Fakirlik ve açlık birçok konuda Müslümanlar için sıkıntılar meydana getirebilir. Örneğin bir Müslümanın fakir olduğunu düşünelim; İslam’ı tebliğ edeyim der ama fakirliğinden dolayı insanlar onu dikkate almayabilir. Sözlerine itibar etmeyebilir. Fakirlik yüzünden nefsine ve şeytana yenilip Allah’a isyan edebilir. Hatta küfre girebilir. Nitekim peygamber efendimiz şöyle buyurmaktadır; “Neredeyse fakirlik, küfre denk olacaktı.” (Beyhaki Şuab; Taberani, el-Evsat)
Böyle bir fitneden korunmak için Peygamber Efendimiz (as) şöyle dua etmiştir; “Allah'ım, yoksulluk fitnesinin şerrinden, küfür ve yoksulluktan sana sığınırım.” (Nesai, Sehv, 90, İstiaze, 16, 29- Ahmed b. Hanbel, Müsned, V, 36, 39, 42, 44; VI, 57, 207)
Fakirlik insan düşüncesi üzerinde olumsuz etkiler bırakır. Muhammed eş-Şeybani'nin şöyle dediği nakledilir; “Ebu Hanife ilim meclisinde iken kendisine evde yiyecek kalmadığı söyleyince, o şöyle demiştir; “Allah hayrını versin, kafamdan kırk fıkıh meselesini kaçırttın.”
Yine Ebu Hanife'nin başka bir sözü şöyledir; “Evinde yiyeceği olmayan kimse ile istişarede bulunma. Çünkü onun fikri dağınık, kalbi meşguldür. Kararı isabetli olmaz.” (Yusuf el-Kardavi, Fakirlik Problemi ve İslam, terc. Abdulvehhab Öztürk, Ankara, 1975, s.24) “Hakim, öfkeli iken karar vermesin” hadisi de aynı esası belirtir. İslam hukukçuları fazla açlık, susuzluk ve benzeri etkenleri öfkeye kıyas etmişlerdir.

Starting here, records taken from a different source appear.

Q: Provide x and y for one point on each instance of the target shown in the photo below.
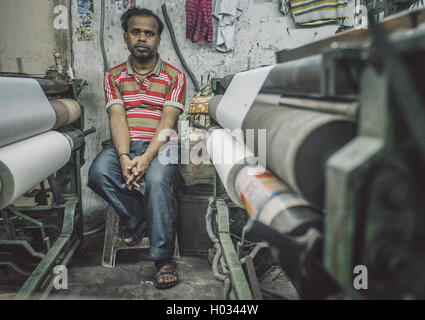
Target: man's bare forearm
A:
(167, 122)
(120, 134)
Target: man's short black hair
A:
(140, 12)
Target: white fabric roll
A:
(24, 109)
(240, 96)
(30, 161)
(228, 156)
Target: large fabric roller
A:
(30, 161)
(26, 111)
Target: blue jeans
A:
(157, 206)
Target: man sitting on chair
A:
(144, 96)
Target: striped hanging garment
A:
(314, 12)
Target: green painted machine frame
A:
(64, 216)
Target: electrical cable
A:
(102, 40)
(176, 47)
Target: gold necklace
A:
(142, 74)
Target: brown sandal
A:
(165, 267)
(136, 234)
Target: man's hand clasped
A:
(133, 170)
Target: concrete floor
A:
(132, 277)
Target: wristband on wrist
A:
(123, 154)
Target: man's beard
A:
(147, 55)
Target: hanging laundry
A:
(226, 11)
(199, 20)
(314, 12)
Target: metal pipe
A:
(301, 76)
(214, 239)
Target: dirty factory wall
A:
(31, 32)
(260, 31)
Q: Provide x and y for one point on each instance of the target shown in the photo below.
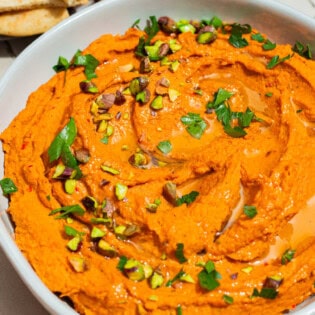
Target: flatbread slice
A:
(17, 5)
(31, 22)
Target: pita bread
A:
(31, 22)
(14, 5)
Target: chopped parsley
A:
(179, 253)
(7, 185)
(188, 198)
(60, 147)
(88, 61)
(304, 51)
(195, 125)
(165, 146)
(226, 116)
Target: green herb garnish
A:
(165, 146)
(7, 185)
(226, 116)
(179, 253)
(60, 147)
(275, 60)
(88, 61)
(121, 263)
(188, 198)
(66, 211)
(302, 50)
(176, 278)
(195, 125)
(250, 211)
(287, 256)
(208, 277)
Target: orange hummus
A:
(176, 180)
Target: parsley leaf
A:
(236, 38)
(188, 198)
(302, 51)
(287, 256)
(250, 211)
(177, 277)
(8, 186)
(64, 138)
(66, 211)
(195, 124)
(179, 253)
(60, 147)
(122, 262)
(88, 61)
(275, 60)
(226, 116)
(165, 146)
(208, 277)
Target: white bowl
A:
(34, 67)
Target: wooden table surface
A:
(15, 298)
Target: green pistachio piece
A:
(156, 280)
(70, 185)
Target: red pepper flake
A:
(24, 144)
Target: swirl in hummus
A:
(178, 178)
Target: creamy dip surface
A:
(170, 171)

Bir toplumda zenginlerle yoksullar arasındaki mesafe büyür, zengin azınlık israf ve sefahat içinde yüzerken, yoksullar asli ihtiyaçlardan bile mahrum kalırsa, kalplere kin, buğz ve nefret tohumları ekilir, toplum düzeni bozulur. Yoksulluk, toplumda huzursuzluğa sebep olur. Ashab-ı kiramdan Ebu Zer el-Gıfari (ra); “Evinde yiyecek bulamayanın, insanların üzerine yalın kılıç yürümediğine şaşıyorum” diyerek bu durumun tehlikeli sonuçlarını bizlere bildirmiştir.

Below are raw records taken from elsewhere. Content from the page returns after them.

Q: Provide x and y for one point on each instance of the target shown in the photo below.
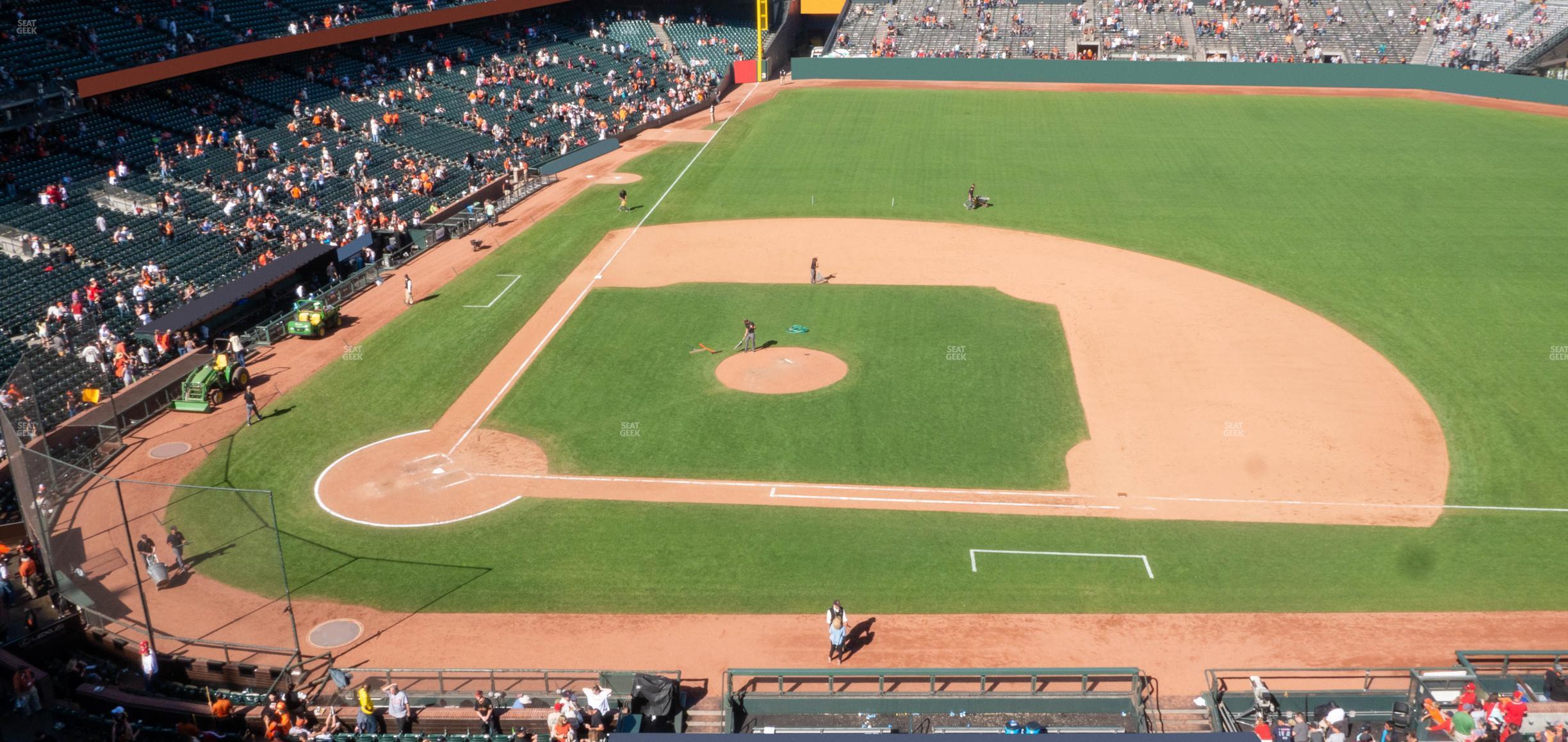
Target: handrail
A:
(494, 680)
(1468, 656)
(1132, 675)
(226, 647)
(1528, 60)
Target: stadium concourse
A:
(1175, 648)
(1471, 33)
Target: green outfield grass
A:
(1002, 411)
(1430, 231)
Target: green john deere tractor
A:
(313, 319)
(206, 386)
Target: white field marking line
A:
(974, 567)
(1359, 504)
(513, 277)
(1020, 493)
(916, 501)
(600, 275)
(794, 485)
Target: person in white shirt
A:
(399, 711)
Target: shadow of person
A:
(197, 559)
(860, 636)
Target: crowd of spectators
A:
(220, 173)
(1231, 30)
(156, 32)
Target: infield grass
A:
(999, 411)
(1430, 231)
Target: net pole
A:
(142, 592)
(282, 568)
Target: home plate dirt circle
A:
(336, 632)
(170, 449)
(780, 371)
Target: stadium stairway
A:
(664, 38)
(1181, 716)
(1425, 47)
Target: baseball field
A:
(1219, 349)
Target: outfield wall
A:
(1464, 82)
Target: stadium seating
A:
(1355, 32)
(257, 99)
(93, 37)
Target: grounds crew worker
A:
(838, 611)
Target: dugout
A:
(936, 700)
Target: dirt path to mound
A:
(1205, 397)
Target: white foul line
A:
(974, 567)
(513, 277)
(600, 275)
(720, 482)
(915, 501)
(1413, 506)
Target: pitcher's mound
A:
(780, 371)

Bizler dünyayı elimizden değil kalbimizden çıkarmalıyız. Peygamber Efendimiz (as): “Sâlih (iyi) mal, sâlih kişi için ne güzeldir.” (Müsned, IV/194) buyurarak zenginlik ve helal malın Müslümanlar için ne kadar güzel bir yardımcı olduğunu bizlere bildirmiştir.
İslam hiçbir zaman fakirliği telkin etmez. Bu İslam düşmanlarının bilinçli olarak ortaya attıkları içi boş bir iftiradır. Allah katında en üstün olan zengin ya da fakir olan değil, siyah ya da beyaz olan değil kim Allah’tan en çok korkuyorsa o en üstündür. Zengin veya fakir olması fark etmez. Vallahu âlem. Hatalar, yanlışlar ve günahlar bize aittir. İslam eksiksiz ve tertemizdir. Ve axiru dâvana ânil hamdulillahi rabbil âlemin.